Architecture overview

This page is the mental model the rest of the docs assume. Read it once and the API reference makes sense.

The boxes

┌──────────────────────────────────────────────────────────────────┐
│  CLIENT                                                          │
│    Dashboard (web) · Telegram bot · Slack · API consumer         │
│    Auth: session cookie (web) or rc_… token (API)                │
└──────────┬──────────────────────────────────────────────────────┘
           │ HTTPS  /  WSS
           ▼
┌──────────────────────────────────────────────────────────────────┐
│  VONZIO PLATFORM                                                 │
│    REST endpoints (/v1/*)                                        │
│    WebSocket (/v1/stream)                                        │
│    MCP endpoints (/mcp/memory · /mcp/notify · /mcp/gmail ·       │
│                   /mcp/teller · /mcp/platform)                   │
│    Orchestrator: schedules tasks, owns sessions, mints MCP tokens│
└──────────┬─────────────────────────────────────┬────────────────┘
           │ container lifecycle                 │ outbound HTTPS
           ▼                                     ▼
┌────────────────────────────────────────┐   ┌──────────────────┐
│  AGENT CONTAINER (per workspace)       │   │ Third parties     │
│    Claude Agent SDK                    │   │  Anthropic API    │
│    Tools: Bash, Read, Write, custom    │   │  Telegram API     │
│    MCP clients → platform's MCP        │   │  Google OAuth     │
│    Secrets: injected as env vars       │   │  Teller (mTLS)    │
└────────────────────────────────────────┘   └──────────────────┘

The agent never holds your API keys. It calls the platform’s MCP servers over HTTP using a one-shot bearer token the orchestrator mints per task. The platform translates those MCP calls into outbound third-party requests on your behalf.

A task, end to end

Submit. Either POST /v1/tasks (REST), a task.submit WebSocket message, an inbound Telegram message, or a scheduled playbook firing internally.
Validate. Caller key authenticated, profile ownership confirmed, scope checked for any granted integrations.
Resolve profile. Profile config (model, tools, MCP servers, skills, subagents, claude_md) loaded from Postgres.
Mint MCP tokens. The orchestrator generates a short-lived bearer token per MCP server (memory, notify, gmail, teller, platform) bound to the task’s session and user. These tokens never leave the platform — they’re injected into the container as part of the MCP server config.
Spawn container. Docker creates a fresh agent image with the profile’s environment: Claude API key, secrets vault contents (filtered by scope), tool files, skill files, MCP server URLs + tokens, claude_md system prompt.
Stream. The agent runs. Token-by-token output is relayed back to the WebSocket session and persisted to the event log. Tool calls fire over Docker’s internal network; MCP calls hit the platform’s /mcp/* endpoints, which verify the bearer token against the in-memory map.
Finalize. turn.done event fires. If the session is “ephemeral” (no claimed thread, no dashboard handle) it gets reaped; if it’s “persistent” (workspace flag or thread-claimed) the container is paused for resume.
Deliver. Final text is broadcast over WebSocket (dashboard) AND/OR pushed to whichever channel the task was bound to (Telegram session, Slack thread, etc).
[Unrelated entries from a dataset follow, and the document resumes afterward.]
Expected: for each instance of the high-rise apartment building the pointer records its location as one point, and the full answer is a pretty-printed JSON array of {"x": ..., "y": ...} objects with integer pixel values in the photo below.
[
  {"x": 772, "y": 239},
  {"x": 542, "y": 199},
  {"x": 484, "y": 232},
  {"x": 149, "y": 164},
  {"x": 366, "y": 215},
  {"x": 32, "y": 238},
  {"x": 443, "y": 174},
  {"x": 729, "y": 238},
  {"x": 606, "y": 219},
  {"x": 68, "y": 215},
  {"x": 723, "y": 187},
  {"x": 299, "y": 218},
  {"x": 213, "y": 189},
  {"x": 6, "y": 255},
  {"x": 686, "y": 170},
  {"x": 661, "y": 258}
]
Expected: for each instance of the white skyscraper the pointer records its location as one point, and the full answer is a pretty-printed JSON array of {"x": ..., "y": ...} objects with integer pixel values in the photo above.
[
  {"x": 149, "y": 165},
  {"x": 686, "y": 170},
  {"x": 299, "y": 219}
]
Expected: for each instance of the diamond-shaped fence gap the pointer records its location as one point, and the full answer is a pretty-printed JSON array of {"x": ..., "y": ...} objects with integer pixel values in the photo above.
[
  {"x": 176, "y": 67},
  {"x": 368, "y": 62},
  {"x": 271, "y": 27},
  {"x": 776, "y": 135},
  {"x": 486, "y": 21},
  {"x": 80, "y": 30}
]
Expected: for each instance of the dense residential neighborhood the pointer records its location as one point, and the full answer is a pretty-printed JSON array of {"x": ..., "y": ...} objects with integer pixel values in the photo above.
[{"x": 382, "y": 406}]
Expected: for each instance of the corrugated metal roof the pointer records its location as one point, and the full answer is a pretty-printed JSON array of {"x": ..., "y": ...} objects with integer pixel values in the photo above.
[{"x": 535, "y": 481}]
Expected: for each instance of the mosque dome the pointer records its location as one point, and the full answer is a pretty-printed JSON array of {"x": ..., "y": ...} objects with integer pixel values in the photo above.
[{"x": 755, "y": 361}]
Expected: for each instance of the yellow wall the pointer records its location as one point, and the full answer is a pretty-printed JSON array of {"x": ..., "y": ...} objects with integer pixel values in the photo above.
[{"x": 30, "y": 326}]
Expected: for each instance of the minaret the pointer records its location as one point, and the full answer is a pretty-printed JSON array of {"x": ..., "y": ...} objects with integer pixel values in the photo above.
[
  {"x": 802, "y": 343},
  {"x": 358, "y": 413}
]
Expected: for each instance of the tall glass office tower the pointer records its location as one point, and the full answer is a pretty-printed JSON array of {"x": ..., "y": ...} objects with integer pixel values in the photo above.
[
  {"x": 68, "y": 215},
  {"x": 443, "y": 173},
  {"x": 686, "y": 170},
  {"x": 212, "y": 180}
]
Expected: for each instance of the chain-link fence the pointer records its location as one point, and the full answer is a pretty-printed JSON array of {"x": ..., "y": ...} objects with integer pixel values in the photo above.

Things that aren’t obvious

Sessions ≠ workspaces. Same session_id. “Session” is the conversation; “workspace” is the persistent record + container handle. We use them interchangeably in code; the docs use “workspace” for the dashboard surface and “session” for the runtime/API surface.
Profiles are templates, workspaces are instances. One profile, many workspaces.
MCP tokens are per-task. They die when the task finishes. An agent can’t reuse them or leak them across tasks.
Integrations are scoped to the user, then optionally to specific profiles. See Integrations & scope.
Playbooks have their own workspace ids prefixed pb-. Hidden from the chat list unless thread-claimed (see Telegram integration).
Memory is namespaced per (user, profile). Two profiles owned by the same user have separate memory.